# He crossed over with the animals.



## Ali Smith

שלום

How do you say _He crossed over with the animals._? Is it הוא עבר בבהמות or הוא עבר עם הבהמות? If they're both correct is there a slight difference in meaning between them?

אני מודה לכם מאוד


----------



## slus

הוא עבר עם הבהמות

הוא עבר בבהמות means he crossed over / passed inside the animals.


----------



## Ali Smith

Thanks! Can it mean anything else? I’m asking because my Hebrew textbook contains it (see attachment).


----------



## Albert Schlef

‎"ב" can indeed mean "with [object]", but this is seldom used in Modern Hebrew.

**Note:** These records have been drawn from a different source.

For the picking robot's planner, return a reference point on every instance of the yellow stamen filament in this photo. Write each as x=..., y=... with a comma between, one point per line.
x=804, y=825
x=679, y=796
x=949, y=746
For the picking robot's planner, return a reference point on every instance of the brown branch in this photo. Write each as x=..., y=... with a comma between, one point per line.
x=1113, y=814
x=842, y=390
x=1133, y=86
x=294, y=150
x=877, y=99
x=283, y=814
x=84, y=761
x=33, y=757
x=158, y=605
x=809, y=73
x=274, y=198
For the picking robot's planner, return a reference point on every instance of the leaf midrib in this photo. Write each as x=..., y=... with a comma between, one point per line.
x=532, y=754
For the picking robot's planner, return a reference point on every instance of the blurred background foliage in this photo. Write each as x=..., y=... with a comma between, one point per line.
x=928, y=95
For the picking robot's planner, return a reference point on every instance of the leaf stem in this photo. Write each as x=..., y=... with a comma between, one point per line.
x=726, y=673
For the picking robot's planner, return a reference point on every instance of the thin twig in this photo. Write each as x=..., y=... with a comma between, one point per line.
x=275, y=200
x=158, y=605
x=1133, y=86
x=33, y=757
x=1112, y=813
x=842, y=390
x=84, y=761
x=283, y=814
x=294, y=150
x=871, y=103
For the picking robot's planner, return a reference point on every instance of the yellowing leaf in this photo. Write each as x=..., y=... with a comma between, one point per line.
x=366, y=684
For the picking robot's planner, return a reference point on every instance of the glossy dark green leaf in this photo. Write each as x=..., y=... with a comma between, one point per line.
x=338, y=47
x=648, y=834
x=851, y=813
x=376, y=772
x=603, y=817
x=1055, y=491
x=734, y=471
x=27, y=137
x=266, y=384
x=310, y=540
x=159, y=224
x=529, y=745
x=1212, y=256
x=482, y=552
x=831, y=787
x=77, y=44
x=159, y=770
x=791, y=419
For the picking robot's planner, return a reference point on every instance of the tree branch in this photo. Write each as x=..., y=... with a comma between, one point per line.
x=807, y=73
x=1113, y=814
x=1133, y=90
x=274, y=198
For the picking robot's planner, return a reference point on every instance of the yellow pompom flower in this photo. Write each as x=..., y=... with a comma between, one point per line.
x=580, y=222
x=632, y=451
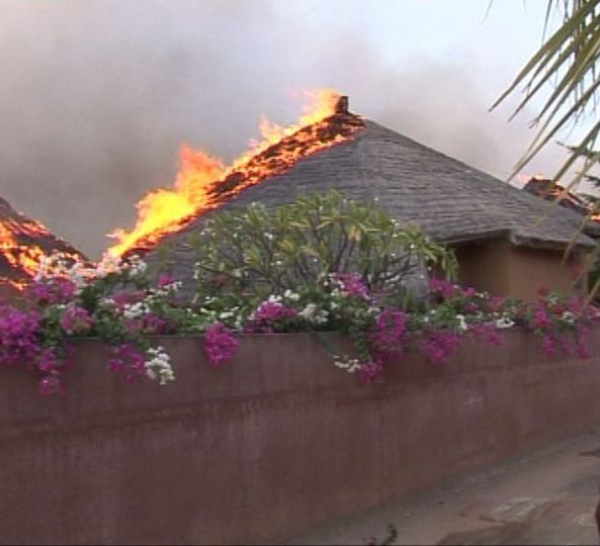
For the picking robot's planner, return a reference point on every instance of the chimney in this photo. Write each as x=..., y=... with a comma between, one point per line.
x=342, y=105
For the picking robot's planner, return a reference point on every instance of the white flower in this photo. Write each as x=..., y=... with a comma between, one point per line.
x=351, y=365
x=158, y=366
x=504, y=322
x=135, y=310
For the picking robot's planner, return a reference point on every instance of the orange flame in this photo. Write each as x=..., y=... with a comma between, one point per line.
x=19, y=249
x=200, y=183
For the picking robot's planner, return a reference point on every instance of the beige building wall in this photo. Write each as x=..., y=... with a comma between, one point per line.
x=504, y=269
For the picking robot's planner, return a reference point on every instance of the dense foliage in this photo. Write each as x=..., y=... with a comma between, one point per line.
x=373, y=306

(Interestingly, Arabic uses it: "he brought X" = جاء ب)


----------



## Aleppan

Ali, it seems your textbook's author was translating literally from English. The preposition ב does mean "with", but not in the sense of "in the company of" but in the sense of "by means of".

So, הוא עבר בבהמות means "He crossed over by means of the animals." and makes no sense.


----------



## Ali Smith

You may be right. The author makes a similar mistake in another chapter:

היום העם ממואב עבר במלכים מההרים בדרך אל ירושלם
Today the nation from Moab crossed over with kings from the mountains on the road to Jerusalem.

It should have been עם מלכים, for במלכים makes no sense here.


----------



## amirsherman

Although ב and עם have the same English translation, they do NOT mean the same thing!!!

ב means the same thing as the Arabic ب but עם means the same thing as the Arabic مع. And of course ب and مع do not mean the same thing in Arabic, even though they both have the same English translation: with.


----------



## Abaye

Would anyone be kind enough to demonstrate some biblical passages when ב means "with"? I cannot easily find it.


----------



## Drink

במקלי עברתי את הירדן


----------



## Ali Smith

קָטֹ֜נְתִּי מִכֹּ֤ל הַחֲסָדִים֙ וּמִכׇּל־הָ֣אֱמֶ֔ת אֲשֶׁ֥ר עָשִׂ֖יתָ אֶת־עַבְדֶּ֑ךָ כִּ֣י בְמַקְלִ֗י עָבַ֙רְתִּי֙ אֶת־הַיַּרְדֵּ֣ן הַזֶּ֔ה וְעַתָּ֥ה הָיִ֖יתִי לִשְׁנֵ֥י מַחֲנֽוֹת׃
(בראשית לב יא)

I was smaller than all the kindnesses and all the truth that you did with your slave, since by means of my stick did I cross this Jordan River, and now I have become two camps.

How did Moses cross the river with his stick?


----------



## Drink

Moses? This is said by Jacob.

The Jordan River is not very deep. It is very muddy though.


----------



## Abaye

Drink said:


> במקלי עברתי את הירדן


Interestingly, in modern Hebrew there's a tendency to replace such (or similar) ב by עם, even when considered grammatically incorrect. For example, we may say אני כותב עם עט instead of אני כותב בעט. Grammarians claim that אני כותב עם עט means "I and a pen write" rather than "I write with a pen".


----------